Background
I’m at a small business that’s running off of a Windows Server 2016 tower that the boss put together (he even modified the case to fit two AIO watercoolers in). It’s got loads of random software running on it, it’s running out of storage space, Windows updates aren’t applying cleanly anymore, I don’t know much about Windows administration, and yes we had a ransomware attack. The boss is paranoid about the cloud but I convinced him to order two new rackmount machines and I’ll be migrating things over to some sort of Linux server infra. I’m a software dev so I have some knowledge of administration but not very deep. I don’t have much experience with all the various software options so it’s hard to evaluate which are best for our needs. Wanted to ask y’all what you think. (Also just writing it all out will be helpful anyway).
New Server Specs
Two identical servers. One is (offsite?) backup/spare/failover.
- Supermicro A+ Server 2014CS-TR - 2U - 12x SATA/SAS
- AMD EPYC 7543P Processor 32-core 2.80GHz 256MB Cache (225W)
- 8 x 32GB PC4-25600 3200MHz DDR4 ECC RDIMM
- 2 x 800GB Micron 7300 MAX Series M.2 PCIe 3.0 x4 NVMe Solid State Drive (Boot drive, VMs and DBs)

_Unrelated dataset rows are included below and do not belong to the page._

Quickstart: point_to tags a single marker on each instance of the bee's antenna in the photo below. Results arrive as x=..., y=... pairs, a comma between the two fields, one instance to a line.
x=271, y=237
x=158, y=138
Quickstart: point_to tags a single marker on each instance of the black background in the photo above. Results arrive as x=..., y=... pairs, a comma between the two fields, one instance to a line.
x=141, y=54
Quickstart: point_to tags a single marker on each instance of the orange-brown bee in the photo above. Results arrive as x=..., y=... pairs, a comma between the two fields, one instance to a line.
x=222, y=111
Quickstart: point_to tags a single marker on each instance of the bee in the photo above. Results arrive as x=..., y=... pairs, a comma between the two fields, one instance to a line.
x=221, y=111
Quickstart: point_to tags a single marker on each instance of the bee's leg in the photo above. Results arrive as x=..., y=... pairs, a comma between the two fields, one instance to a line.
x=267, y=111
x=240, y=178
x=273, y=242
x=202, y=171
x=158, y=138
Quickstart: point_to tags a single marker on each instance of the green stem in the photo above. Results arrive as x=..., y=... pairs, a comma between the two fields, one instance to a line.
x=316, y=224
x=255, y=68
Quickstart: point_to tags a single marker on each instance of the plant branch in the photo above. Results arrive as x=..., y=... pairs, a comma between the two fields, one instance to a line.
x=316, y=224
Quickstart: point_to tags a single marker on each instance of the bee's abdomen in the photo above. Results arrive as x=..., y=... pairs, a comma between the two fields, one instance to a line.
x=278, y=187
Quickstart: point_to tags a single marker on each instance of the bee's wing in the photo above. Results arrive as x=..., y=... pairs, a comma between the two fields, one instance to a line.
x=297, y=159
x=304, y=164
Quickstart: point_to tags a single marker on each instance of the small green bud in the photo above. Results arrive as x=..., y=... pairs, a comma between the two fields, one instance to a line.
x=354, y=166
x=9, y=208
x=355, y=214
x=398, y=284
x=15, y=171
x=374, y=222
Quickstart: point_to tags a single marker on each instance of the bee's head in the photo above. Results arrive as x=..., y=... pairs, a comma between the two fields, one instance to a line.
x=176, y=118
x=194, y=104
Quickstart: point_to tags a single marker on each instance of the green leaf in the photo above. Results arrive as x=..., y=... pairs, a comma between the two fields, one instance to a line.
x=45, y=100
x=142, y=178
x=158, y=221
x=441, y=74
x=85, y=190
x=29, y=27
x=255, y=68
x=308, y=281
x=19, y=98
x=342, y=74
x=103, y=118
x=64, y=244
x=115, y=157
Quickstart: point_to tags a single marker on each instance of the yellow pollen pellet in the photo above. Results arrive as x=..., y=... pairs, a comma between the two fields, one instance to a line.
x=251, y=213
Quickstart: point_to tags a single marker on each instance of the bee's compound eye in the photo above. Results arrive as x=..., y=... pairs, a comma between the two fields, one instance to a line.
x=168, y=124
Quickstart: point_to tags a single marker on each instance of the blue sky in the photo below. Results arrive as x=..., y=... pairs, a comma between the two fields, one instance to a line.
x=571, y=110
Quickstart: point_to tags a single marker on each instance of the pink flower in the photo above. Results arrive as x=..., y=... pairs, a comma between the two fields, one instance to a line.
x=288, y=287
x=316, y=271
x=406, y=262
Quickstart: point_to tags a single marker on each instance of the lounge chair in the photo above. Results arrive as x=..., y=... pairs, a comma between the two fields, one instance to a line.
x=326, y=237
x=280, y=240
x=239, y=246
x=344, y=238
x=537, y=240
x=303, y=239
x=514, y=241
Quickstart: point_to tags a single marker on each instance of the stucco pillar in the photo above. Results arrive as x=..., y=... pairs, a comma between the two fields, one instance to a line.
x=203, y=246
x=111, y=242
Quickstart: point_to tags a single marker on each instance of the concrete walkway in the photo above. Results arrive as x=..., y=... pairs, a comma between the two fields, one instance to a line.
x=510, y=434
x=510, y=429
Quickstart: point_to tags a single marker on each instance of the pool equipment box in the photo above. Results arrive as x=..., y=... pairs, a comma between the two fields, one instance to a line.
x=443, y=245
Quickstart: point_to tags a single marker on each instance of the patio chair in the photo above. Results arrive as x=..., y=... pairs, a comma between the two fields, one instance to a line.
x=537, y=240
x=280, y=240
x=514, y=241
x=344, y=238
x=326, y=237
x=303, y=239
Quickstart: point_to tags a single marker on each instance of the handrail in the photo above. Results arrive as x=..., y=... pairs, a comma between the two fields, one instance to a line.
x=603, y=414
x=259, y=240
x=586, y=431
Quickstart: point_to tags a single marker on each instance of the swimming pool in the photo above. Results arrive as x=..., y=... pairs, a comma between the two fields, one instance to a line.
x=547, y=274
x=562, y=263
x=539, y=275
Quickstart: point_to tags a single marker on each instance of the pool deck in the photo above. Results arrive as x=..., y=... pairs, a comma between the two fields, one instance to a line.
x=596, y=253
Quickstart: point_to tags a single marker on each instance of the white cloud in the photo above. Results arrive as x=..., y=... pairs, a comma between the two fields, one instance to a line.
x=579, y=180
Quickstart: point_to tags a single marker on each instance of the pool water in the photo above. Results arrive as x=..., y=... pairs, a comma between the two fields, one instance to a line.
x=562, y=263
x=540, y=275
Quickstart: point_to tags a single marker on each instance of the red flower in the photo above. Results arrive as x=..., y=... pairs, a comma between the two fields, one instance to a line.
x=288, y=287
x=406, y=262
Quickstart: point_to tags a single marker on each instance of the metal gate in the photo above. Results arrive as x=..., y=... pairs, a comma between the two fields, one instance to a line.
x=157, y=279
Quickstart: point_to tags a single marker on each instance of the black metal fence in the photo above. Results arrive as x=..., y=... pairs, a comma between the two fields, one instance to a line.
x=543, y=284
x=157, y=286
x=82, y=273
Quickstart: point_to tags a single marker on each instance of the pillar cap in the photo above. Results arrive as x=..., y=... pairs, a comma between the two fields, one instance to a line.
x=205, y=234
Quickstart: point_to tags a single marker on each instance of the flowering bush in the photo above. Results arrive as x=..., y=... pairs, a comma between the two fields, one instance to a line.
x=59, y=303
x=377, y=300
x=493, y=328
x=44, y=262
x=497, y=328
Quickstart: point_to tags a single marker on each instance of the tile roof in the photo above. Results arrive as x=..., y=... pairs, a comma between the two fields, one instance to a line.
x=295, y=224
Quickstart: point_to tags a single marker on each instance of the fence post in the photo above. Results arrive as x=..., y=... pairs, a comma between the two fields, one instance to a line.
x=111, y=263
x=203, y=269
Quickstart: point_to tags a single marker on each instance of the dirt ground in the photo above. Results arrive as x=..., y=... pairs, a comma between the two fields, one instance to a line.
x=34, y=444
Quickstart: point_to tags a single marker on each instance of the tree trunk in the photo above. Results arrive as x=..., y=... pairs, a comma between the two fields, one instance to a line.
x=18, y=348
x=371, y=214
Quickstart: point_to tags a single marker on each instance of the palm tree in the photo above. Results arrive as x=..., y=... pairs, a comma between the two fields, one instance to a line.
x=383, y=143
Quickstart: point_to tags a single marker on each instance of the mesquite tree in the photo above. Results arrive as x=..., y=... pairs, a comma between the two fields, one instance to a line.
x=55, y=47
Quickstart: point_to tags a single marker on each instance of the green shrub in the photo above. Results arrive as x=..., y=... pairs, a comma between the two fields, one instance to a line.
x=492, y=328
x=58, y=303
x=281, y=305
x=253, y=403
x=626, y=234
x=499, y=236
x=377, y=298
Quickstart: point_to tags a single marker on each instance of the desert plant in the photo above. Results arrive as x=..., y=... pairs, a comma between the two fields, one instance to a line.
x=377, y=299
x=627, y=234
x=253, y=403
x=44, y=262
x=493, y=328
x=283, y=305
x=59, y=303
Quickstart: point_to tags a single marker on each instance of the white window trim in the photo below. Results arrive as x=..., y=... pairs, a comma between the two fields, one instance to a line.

- 2 x 280GB Intel 900p Optane SSD U.2 in PCIe-U.2 Risers (ZFS SLOG and Metadata vdev)
- 6 x 14TB SATA 6.0Gb/s 7200RPM - 3.5" - Ultrastar DC HC530 (512e/4Kn)
- Supermicro AIOM OCP 3.0 - 2x 10GbE SFP+ - Intel XL710-BM2 - PCI-E 3.0 x8 - AOC-ATG-i2SM
- Supermicro AOM-TPM-9665V-S - Trusted Platform Module - TPM 2.0 - X10 X9 MBs - Server Provisioned - Vertical
Workload
Typical small business stuff. Nothing particularly difficult.

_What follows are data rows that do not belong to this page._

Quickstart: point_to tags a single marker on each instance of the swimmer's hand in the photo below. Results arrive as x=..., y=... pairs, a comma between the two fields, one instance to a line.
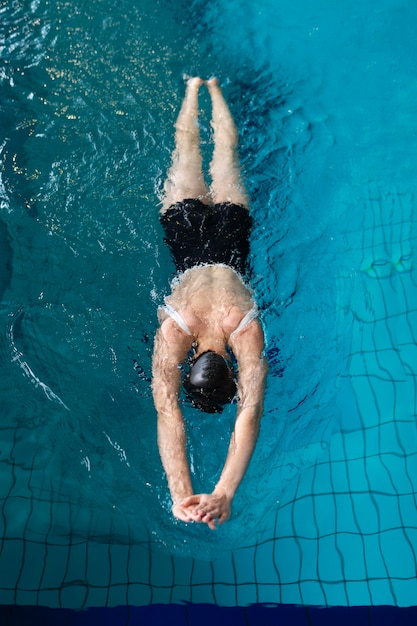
x=208, y=507
x=182, y=512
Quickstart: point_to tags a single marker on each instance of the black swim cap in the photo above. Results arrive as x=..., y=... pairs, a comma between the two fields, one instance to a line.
x=210, y=382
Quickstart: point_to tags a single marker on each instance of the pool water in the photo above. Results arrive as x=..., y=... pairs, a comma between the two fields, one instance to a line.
x=324, y=97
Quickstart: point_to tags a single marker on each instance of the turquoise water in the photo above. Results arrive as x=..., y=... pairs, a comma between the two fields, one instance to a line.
x=324, y=97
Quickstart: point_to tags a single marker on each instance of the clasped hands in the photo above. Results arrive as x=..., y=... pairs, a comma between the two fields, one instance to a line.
x=208, y=508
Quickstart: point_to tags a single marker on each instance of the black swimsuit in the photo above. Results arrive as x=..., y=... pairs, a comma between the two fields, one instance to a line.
x=198, y=233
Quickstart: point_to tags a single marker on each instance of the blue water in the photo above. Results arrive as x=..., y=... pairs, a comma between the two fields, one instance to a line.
x=324, y=97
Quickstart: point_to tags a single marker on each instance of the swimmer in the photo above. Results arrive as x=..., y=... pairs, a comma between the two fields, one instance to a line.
x=210, y=312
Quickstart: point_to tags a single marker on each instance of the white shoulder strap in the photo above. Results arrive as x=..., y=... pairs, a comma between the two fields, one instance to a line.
x=177, y=317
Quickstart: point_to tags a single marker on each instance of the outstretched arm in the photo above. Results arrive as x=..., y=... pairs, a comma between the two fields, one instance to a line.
x=248, y=348
x=171, y=346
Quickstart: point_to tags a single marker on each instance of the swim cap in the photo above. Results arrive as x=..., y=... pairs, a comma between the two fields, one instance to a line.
x=210, y=382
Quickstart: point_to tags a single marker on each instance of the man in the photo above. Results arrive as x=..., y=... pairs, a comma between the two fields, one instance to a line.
x=209, y=311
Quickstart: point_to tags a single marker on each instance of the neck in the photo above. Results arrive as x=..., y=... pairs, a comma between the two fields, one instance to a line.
x=213, y=342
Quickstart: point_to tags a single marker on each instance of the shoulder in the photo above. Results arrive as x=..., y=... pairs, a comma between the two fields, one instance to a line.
x=250, y=339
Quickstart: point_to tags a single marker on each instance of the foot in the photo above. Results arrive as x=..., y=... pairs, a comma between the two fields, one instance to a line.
x=194, y=82
x=212, y=82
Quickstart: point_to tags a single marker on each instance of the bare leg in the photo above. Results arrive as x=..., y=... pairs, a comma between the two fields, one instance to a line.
x=226, y=185
x=185, y=177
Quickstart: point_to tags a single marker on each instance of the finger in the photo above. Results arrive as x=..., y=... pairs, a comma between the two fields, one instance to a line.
x=190, y=500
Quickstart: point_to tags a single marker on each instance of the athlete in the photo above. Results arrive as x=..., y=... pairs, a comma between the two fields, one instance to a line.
x=211, y=313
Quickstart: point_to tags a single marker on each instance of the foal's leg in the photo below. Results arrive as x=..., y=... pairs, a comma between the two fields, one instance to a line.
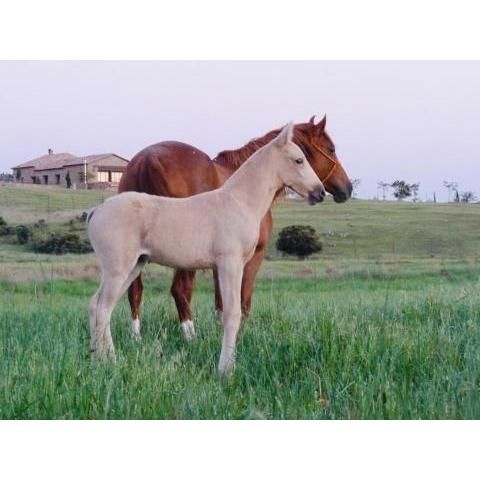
x=230, y=279
x=135, y=292
x=181, y=290
x=218, y=295
x=251, y=268
x=113, y=286
x=248, y=281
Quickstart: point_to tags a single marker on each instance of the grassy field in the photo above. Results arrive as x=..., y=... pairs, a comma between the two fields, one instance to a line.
x=384, y=323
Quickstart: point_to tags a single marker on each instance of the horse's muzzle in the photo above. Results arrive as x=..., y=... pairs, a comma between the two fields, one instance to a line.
x=316, y=196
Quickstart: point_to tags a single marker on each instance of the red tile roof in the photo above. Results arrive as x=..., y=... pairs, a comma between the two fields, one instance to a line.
x=60, y=160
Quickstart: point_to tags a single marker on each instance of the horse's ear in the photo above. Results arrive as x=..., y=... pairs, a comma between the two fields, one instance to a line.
x=285, y=135
x=320, y=127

- Nextcloud instance for ~10 employees
- WordPress site that sees no traffic
- Node.js web application that services a few dozen internal and external users
- Webapp connects to Excel running on the windows server host to do some excel processing (ugh, will migrate to a Windows VM)
- Uses MariaDB database of moderate size (3.5GB SQL dumps growing ~200MB/mo)
- Accesses a few million small Excel and CSV files for processing.
- Streams video files (~11TB of video files Growing ~1TB/mo)
- Nginx reverse proxy
There are a few more services I’d like to run but couldn’t be arsed to install them into our current mess.
Infrastructure Software
There’s a lot of ways to manage some servers with some VMs and containers, and it’s hard to choose between them. Let me emphasize what I’m specifically concerned about.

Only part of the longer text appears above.